Home > Other > Convicted > Page 18
Convicted Page 18

by Jameel Zookie McGee


  With no home to stay in and no job to go to, I spent my days walking up and down the less-traveled roads of Benton Harbor where I didn’t see anyone and no one saw me. Most nights I slept in my brother’s car. He left it unlocked when he got home from work, and I was out of it and back walking the streets before he left the next day. On some of the really cold nights or when I needed to take a shower, I went to my aunt’s house, but I didn’t do that very often because she didn’t have any extra room. I stayed at the Salvation Army once, but I didn’t go back because someone stole everything I had with me.

  Those days were dark—darker than anything I’d ever experienced before, even darker than Milan. I just walked the streets all day. I didn’t ask anyone for help because I felt ashamed. Everyone in town knew about the settlement money. The $13 million had been all over the news. I thought anyone who saw me in this condition would look down on me for throwing my money away so quickly. So I just kept walking down untraveled roads in the middle of winter in late 2013 and into 2014, which also happened to be one of the coldest winters ever. At night I put on all the clothes I had and curled up in the back seat of my brother’s car. The next day I was back out, walking in the snow or sleet or whatever fell from the sky.
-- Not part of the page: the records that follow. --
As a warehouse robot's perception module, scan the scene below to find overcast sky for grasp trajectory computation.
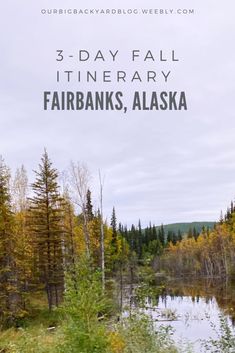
[0,0,235,224]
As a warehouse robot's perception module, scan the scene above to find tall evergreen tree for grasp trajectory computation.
[30,150,64,309]
[0,157,21,324]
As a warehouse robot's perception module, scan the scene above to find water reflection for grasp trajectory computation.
[145,279,235,352]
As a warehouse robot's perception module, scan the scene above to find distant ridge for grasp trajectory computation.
[157,222,216,234]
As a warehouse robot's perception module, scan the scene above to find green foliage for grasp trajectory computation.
[203,315,235,353]
[57,258,112,353]
[117,314,177,353]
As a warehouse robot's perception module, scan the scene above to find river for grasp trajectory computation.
[126,279,235,353]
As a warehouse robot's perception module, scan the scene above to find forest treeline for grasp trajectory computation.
[0,150,133,325]
[0,150,235,325]
[155,202,235,278]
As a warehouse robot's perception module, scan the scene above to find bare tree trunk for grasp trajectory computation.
[70,162,90,258]
[99,171,105,292]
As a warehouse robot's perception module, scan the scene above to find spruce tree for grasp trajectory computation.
[0,157,21,325]
[30,150,64,309]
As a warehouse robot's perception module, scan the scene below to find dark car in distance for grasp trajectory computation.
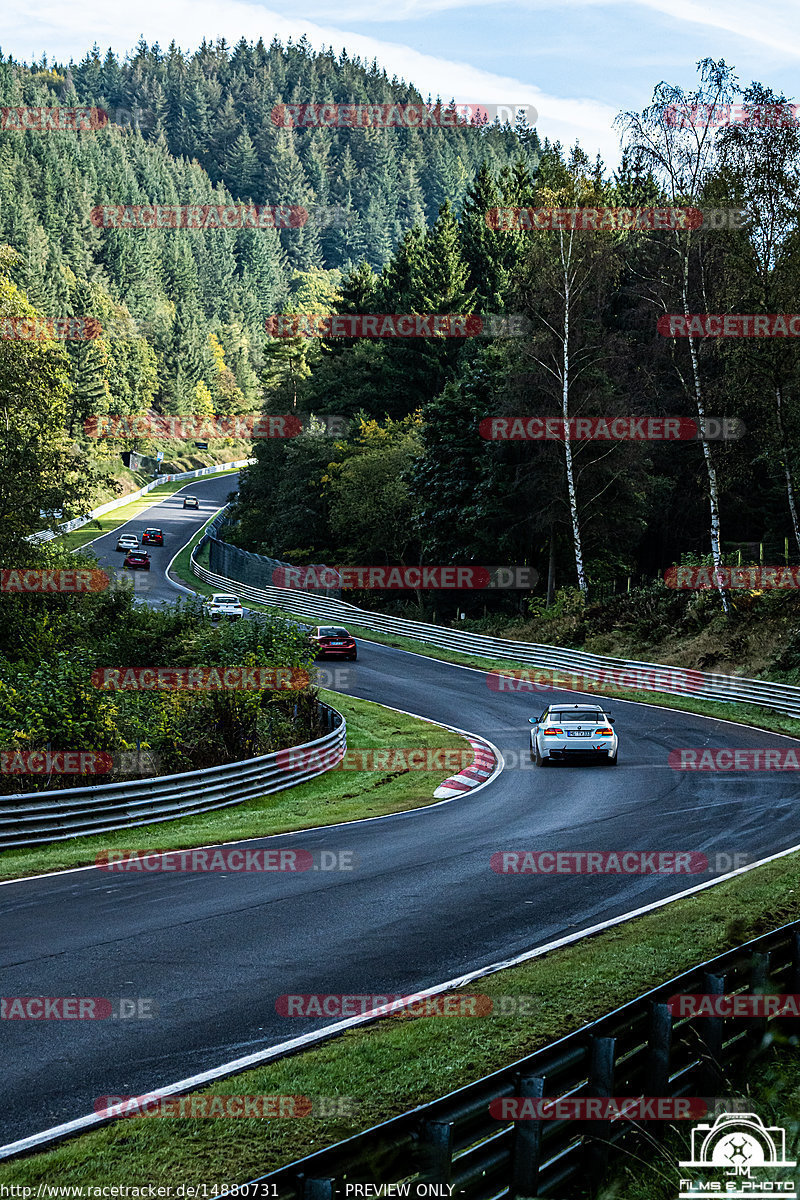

  Without even realizing it, I found myself talking to God as I walked. It was like I was back on the track in the prison yard at Milan. I started pouring out my heart to him. God, I’m home and I’m worse off than I ever was in prison. Why? What is going on? I thought about the people who’d betrayed me and I wanted to blame them, but the longer I walked the more I knew all this was on me. I was on the streets because of choices I had made, no one else. I admitted that to God. I told him I was here because of me. I thought back to the last time I walked along pouring out my heart to God. On that day I finally listened to God and let go of the anger that was eating me up inside. I didn’t just let go of the anger, though. I made promises to God that day about how I was going to live for him and let him control my life. But the moment he set me free, I tossed all those promises aside, and this is where that decision left me: broken down, barely surviving, at the lowest of the lows.

  God, I’m sorry, I prayed.

  —

  My auntie figured out what was going on when she saw me walking around her neighborhood every day. Without asking me, she made some phone calls on my behalf. One day she came to me and said, “You need to get some help.”
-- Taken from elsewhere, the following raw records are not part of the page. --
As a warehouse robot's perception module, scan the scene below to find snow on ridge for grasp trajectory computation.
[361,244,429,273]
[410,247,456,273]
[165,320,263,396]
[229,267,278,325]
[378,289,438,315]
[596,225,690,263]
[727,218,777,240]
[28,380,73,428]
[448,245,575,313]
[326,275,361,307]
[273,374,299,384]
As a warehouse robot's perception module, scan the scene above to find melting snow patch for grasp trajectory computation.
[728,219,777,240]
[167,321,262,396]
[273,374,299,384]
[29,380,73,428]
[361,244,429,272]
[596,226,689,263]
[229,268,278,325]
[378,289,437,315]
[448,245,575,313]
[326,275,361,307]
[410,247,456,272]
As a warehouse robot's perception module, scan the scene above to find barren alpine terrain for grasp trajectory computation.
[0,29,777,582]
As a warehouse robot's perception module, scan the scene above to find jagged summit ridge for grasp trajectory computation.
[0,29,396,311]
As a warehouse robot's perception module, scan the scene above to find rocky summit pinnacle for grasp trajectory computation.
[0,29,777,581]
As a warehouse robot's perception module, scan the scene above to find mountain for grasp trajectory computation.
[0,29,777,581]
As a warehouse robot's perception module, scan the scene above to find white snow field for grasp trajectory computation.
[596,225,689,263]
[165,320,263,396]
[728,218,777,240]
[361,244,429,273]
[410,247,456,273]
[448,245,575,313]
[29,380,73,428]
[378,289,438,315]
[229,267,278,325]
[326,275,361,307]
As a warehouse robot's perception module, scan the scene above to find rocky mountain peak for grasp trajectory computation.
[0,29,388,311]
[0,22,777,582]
  “Nah, I’ll be all right,” I said. “I’m going to get it together.”

  She refused to take no for an answer. “I’m going to take you over to Riverwood where they can help you.” Riverwood Center is a mental health center in Benton Harbor.
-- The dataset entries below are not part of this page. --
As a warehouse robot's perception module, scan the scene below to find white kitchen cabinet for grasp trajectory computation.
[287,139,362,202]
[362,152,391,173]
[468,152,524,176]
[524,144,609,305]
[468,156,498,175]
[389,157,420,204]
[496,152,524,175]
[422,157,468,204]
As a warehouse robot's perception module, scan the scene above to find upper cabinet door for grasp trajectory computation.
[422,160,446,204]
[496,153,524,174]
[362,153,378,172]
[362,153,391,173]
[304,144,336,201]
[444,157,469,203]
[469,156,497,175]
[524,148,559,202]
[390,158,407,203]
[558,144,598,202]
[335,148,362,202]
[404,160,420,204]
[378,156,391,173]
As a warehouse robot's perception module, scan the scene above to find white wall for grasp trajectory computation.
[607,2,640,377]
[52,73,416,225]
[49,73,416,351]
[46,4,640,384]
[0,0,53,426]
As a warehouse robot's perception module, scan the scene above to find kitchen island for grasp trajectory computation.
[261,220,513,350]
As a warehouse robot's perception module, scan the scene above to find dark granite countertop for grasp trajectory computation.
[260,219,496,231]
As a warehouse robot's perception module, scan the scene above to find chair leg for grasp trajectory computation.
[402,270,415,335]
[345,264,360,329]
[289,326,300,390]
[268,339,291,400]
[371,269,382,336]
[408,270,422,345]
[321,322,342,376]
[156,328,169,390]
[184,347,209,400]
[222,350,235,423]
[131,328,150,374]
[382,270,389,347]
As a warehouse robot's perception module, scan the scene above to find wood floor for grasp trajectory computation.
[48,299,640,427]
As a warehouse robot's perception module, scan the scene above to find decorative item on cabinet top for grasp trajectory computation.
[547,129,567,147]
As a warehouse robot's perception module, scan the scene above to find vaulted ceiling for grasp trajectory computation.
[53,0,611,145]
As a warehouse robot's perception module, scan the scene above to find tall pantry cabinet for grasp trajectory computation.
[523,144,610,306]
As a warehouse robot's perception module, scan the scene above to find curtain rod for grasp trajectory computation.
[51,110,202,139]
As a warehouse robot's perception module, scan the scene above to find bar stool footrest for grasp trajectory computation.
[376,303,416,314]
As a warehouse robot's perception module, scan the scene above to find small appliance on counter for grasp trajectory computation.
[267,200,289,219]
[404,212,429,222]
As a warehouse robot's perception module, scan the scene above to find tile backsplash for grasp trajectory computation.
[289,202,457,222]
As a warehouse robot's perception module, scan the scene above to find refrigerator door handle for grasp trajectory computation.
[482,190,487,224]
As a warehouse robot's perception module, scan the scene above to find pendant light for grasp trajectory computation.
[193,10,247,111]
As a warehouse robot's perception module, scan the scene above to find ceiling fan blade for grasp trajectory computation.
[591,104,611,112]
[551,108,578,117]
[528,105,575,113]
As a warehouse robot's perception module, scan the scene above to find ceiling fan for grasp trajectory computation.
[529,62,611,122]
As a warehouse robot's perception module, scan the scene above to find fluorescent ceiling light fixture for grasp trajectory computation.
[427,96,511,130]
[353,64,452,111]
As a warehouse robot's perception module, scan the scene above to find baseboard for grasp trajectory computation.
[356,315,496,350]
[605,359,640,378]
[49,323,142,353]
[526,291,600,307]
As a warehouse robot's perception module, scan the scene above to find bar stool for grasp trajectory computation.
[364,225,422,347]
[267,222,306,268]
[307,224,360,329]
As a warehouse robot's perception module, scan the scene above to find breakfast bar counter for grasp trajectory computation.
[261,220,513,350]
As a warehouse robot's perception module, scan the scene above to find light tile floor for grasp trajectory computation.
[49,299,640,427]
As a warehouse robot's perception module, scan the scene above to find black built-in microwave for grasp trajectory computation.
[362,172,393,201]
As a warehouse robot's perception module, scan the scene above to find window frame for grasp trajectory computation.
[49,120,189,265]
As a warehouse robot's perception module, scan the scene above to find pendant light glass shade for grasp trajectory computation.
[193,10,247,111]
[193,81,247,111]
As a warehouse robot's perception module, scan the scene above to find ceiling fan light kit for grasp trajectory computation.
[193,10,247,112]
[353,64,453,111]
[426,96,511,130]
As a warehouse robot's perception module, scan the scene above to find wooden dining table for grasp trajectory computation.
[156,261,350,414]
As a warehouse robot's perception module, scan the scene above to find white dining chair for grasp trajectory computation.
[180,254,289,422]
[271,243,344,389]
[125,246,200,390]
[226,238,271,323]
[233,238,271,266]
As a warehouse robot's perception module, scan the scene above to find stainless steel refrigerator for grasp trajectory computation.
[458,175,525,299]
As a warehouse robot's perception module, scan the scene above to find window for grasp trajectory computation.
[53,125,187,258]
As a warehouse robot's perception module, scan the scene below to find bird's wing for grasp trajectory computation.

  “No. No way am I going there,” I said.

  My auntie persisted. “They can help you,” she kept saying.

  I didn’t listen. Honestly, I didn’t think anyone could help me at this point. I told her no firmly enough that she dropped it.

  The winter got colder, cold enough that I went to my aunt’s house to warm up and take a shower. She wanted to let me move in, but she had a house full of girls living with her at the time.* After I showered, my aunt told me she needed to meet her daughter somewhere and asked if I wanted to come along. I agreed to go. Her house was crowded, and a warm car sounded a lot better than the cold streets. We ended up at Riverwood. She told me that’s where her daughter was. Then she asked if I had my ID on me. When I asked why, she told me she had to show them someone’s ID to get in the door. She was lying, but I’m glad she was.

  My aunt had already lined up an appointment for me with one of the doctors at Riverwood, Dr. Carter. I guess I could have left and not talked to him, but by this point I was tired of life. Dr. Carter sat down with me and opened our time together by saying, “You seem like a wreck, man. What’s going on?” He didn’t say it like a doctor but like a friend.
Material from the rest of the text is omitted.